Chicago Bears' run game still a big question mark
The consensus national view of the 2019 Chicago Bears from outside Bears nation ranges from talented young club with a lot left to prove, to could be one-year wonders until they show us more.
I'm actually a bit surprised by how many analysts appear to be floating in the latter camp.
Locally, the view is a lot more upbeat with the consensus being something like one of the most talented young rosters in the league with a number of youngsters still well below their ceilings and very few holes on the depth chart.
I'm a native who shares this second interpretation, but I'd like to think I'd feel exactly the same way about these Bears if I wasn't.
The defense already is special and has a chance to get even better.
The young quarterback took a giant leap forward in just his second season and first in a highly complicated new offense and still has a lot of room to grow.
The receivers group is as versatile and talented as any in the conference, and the offensive line, while not a top-five group, does boast three Pro Bowlers if you're willing to count alternates.
The conventional wisdom is -- beyond the obvious concerns about place-kicker -- that tight end is the biggest question mark, and that's not a belief I would challenge either.
There is, however, one other position that continues to nag at me and that's running back, or more accurately whether the Bears will run the ball well enough for the offense to make the leap it must if the Bears are to actually contend.
Listen, with Matt Nagy as the reigning NFL coach of the year and general manager Ryan Pace his counterpart as executive of the year, I am not questioning Nagy's ability to run the ball or Pace's ability to scout backs.
If questions at the position come down to their view or mine, I'm going with them 24/7, every day and twice on Sunday.
But perfect just hasn't been invented yet, and any suggestion that Jordan Howard was the problem with the ground game last year is simply laughable.
There is nothing wrong with simply acknowledging that Howard, while one of the top backs in the league, just wasn't a good fit for how Nagy wants to run and moving on made sense.
Change can be good, but by itself swapping out Howard for David Montgomery and Mike Davis doesn't make the Bears a better running team.
A healthy Kyle Long and flipping Cody Whitehair to guard and James Daniels to center should definitely help, but it's still not the end all, be all.
It was interesting that when asked about Montgomery on Sunday in Decatur, Pace hedged his bet ever so slightly saying, "He can do everything.
"When we're just in shorts, you showcase your routes and your quickness and your athleticism, but now we're getting into the physical part of the game and I guess that's where I'm anxious to see that, is just what we saw in college translate to the league."
But when asked about Davis, Pace replied, "We were really excited when we signed him, obviously. Mike's had a great off-season and we're fortunate to have him."
Just a few minutes later, Nagy added about Davis: "Mike Davis has done really, really good things these OTAs. I like that about him."

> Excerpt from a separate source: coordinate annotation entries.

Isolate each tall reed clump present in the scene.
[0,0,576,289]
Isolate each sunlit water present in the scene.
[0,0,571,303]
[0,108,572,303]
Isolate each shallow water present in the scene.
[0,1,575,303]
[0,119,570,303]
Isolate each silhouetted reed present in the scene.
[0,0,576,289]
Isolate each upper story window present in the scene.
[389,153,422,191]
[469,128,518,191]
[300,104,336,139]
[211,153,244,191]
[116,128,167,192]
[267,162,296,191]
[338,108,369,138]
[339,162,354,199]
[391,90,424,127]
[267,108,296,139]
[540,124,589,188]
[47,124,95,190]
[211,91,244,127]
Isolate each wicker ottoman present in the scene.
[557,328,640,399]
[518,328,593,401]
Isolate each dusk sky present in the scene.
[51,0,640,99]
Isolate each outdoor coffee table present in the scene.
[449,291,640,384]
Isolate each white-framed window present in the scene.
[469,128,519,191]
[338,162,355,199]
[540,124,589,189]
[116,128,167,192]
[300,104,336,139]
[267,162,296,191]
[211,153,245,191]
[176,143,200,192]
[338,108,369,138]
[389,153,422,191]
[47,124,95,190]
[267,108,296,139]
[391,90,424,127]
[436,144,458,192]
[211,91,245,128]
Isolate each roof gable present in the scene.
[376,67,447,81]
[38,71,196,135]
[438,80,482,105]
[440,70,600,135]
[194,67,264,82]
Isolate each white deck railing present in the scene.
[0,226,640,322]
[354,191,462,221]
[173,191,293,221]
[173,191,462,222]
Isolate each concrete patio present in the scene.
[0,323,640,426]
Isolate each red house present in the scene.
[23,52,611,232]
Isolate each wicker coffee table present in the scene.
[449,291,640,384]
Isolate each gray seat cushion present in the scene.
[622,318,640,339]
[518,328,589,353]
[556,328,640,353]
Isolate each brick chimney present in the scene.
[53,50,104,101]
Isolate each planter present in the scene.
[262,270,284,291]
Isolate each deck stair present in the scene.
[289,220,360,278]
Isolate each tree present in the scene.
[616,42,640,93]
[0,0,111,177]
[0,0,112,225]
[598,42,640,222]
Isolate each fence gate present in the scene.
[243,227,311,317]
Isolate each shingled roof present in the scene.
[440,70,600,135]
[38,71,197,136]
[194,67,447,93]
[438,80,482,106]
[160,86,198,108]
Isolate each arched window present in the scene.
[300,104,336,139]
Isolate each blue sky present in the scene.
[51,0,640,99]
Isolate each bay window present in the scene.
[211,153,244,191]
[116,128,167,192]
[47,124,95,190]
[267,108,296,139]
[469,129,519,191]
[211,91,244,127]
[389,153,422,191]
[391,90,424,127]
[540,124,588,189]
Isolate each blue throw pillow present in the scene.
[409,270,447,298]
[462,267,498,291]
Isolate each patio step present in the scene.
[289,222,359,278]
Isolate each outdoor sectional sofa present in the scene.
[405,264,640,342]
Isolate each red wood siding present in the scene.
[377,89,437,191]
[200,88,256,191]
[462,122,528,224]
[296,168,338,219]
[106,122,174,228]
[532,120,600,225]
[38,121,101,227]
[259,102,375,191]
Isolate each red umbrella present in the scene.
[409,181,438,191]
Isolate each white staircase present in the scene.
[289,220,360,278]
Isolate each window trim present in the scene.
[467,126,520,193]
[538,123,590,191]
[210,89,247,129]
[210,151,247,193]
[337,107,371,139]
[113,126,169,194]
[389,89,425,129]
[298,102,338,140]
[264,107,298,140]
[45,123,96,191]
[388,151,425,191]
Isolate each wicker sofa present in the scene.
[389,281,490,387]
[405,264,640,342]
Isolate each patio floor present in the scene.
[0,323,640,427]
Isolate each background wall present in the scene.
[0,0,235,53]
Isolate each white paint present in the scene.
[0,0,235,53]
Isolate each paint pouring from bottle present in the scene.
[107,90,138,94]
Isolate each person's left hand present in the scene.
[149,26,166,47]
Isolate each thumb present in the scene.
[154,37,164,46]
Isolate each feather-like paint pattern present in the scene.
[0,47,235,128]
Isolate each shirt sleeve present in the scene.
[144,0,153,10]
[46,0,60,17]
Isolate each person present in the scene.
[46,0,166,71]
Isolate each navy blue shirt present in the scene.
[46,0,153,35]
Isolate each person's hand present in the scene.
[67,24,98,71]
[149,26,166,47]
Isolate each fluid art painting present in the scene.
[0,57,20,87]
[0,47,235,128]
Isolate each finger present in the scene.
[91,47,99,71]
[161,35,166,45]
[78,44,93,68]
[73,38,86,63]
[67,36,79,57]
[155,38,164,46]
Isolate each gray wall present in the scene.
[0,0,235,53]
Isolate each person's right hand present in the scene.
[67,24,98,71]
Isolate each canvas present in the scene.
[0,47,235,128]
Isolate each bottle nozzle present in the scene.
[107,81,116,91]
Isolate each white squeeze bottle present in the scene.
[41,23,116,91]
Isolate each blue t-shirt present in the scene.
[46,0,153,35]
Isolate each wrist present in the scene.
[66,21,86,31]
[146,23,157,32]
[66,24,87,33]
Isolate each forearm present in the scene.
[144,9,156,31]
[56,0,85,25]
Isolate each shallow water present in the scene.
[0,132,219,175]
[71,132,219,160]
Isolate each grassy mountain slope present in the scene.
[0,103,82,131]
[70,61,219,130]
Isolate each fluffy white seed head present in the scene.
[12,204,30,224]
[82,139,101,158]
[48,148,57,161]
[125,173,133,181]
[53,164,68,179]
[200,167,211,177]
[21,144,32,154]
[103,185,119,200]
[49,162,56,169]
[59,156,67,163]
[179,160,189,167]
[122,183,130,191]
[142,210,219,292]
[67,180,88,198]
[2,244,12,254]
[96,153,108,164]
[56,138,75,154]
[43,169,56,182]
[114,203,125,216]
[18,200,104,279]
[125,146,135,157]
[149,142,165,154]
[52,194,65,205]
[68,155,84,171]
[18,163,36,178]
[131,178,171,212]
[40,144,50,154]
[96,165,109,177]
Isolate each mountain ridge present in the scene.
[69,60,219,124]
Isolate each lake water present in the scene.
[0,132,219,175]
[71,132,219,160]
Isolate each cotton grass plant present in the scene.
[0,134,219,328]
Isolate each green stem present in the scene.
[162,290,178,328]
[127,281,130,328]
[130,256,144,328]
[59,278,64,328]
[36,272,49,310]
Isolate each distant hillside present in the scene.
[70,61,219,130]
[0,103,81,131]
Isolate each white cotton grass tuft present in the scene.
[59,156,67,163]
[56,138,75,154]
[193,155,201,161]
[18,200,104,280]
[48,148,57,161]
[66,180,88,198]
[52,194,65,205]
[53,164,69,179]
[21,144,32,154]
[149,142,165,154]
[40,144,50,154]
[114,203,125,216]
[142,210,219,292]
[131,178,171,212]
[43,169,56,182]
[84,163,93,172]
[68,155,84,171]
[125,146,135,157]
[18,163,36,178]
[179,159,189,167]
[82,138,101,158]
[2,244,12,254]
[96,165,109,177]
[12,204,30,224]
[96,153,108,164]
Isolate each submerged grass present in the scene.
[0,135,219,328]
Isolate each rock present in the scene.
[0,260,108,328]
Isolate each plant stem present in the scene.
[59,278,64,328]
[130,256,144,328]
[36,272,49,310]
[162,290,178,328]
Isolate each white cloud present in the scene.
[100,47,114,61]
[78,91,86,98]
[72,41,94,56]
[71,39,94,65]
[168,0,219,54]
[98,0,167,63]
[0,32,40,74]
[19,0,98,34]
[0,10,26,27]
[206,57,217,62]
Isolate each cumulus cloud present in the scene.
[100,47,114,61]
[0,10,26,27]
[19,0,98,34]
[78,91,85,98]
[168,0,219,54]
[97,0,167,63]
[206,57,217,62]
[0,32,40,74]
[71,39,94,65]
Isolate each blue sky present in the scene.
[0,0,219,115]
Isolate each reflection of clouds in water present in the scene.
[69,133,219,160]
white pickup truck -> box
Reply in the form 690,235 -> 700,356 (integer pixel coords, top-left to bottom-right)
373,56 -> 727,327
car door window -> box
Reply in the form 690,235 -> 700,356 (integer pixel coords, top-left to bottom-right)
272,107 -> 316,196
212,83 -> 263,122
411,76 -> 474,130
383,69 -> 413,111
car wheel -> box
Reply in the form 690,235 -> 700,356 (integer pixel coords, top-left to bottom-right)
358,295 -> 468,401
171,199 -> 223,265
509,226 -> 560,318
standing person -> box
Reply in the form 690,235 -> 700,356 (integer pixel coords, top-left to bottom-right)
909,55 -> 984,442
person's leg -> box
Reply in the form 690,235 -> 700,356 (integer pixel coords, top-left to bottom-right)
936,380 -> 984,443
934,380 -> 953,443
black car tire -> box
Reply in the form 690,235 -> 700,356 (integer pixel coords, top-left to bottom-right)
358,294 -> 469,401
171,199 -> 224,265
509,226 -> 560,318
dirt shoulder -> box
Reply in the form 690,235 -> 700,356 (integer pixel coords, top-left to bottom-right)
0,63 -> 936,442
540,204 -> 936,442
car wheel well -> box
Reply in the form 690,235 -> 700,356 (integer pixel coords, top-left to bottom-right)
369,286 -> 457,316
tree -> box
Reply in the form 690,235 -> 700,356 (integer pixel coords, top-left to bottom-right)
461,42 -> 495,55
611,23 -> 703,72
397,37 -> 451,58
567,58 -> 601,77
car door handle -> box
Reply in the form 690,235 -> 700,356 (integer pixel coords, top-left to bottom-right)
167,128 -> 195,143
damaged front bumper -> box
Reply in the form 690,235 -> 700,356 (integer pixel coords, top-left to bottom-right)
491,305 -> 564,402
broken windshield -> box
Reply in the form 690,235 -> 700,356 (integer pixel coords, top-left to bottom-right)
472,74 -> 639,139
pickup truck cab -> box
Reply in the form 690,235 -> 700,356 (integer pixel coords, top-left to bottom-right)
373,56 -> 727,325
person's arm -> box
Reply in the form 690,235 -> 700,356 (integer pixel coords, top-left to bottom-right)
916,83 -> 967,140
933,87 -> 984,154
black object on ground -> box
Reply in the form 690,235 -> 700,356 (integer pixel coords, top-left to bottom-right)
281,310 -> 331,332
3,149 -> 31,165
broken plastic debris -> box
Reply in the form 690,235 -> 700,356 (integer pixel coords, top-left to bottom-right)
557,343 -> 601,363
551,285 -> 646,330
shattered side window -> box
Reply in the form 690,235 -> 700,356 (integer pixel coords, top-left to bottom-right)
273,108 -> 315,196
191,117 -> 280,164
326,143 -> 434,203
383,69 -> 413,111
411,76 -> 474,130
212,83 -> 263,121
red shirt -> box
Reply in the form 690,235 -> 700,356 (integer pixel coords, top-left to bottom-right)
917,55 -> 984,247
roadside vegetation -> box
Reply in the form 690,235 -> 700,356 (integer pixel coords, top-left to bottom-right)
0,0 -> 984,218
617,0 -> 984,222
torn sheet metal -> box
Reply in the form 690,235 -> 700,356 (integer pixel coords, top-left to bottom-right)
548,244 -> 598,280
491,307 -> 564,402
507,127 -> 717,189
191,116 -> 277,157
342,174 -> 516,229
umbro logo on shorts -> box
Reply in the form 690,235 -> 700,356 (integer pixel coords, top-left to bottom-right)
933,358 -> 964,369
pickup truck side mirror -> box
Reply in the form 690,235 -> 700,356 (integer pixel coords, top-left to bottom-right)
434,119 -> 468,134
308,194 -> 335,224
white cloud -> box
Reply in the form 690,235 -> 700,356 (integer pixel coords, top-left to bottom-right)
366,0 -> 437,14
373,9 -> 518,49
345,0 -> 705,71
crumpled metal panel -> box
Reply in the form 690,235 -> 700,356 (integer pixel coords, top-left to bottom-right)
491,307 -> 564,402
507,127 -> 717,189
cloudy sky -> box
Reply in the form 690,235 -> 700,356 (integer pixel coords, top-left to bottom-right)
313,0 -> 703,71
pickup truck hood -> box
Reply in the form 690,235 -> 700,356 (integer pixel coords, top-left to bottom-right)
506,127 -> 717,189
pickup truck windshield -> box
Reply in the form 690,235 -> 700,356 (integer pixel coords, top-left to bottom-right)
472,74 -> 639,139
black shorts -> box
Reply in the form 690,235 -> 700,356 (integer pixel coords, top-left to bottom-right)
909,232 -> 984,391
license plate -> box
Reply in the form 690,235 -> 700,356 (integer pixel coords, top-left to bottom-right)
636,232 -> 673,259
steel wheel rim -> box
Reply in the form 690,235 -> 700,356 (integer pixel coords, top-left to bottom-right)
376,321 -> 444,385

However in four years in the NFL with two teams if you take away one game in Week 4 of last season when he rushed 21-101 against Arizona's 32nd-ranked run defense, Davis has made the field in just 35 games, earned nine starts and rushed 215-761, 3.5.
He has never been more than a No. 3, but now off his summer work, which isn't enough to tell us everything about Davis, we are supposed to feel confidant he's an upgrade?
Montgomery and Davis are great young men and might very well be ready to explode and flourish in the scheme they've been waiting for.
I (we) hope so.
And Pace and Nagy are light years beyond having earned the benefit of the doubt.
But if you're not still just a bit worried about the Bears' ground game, you had best be sure you're not being overly optimistic.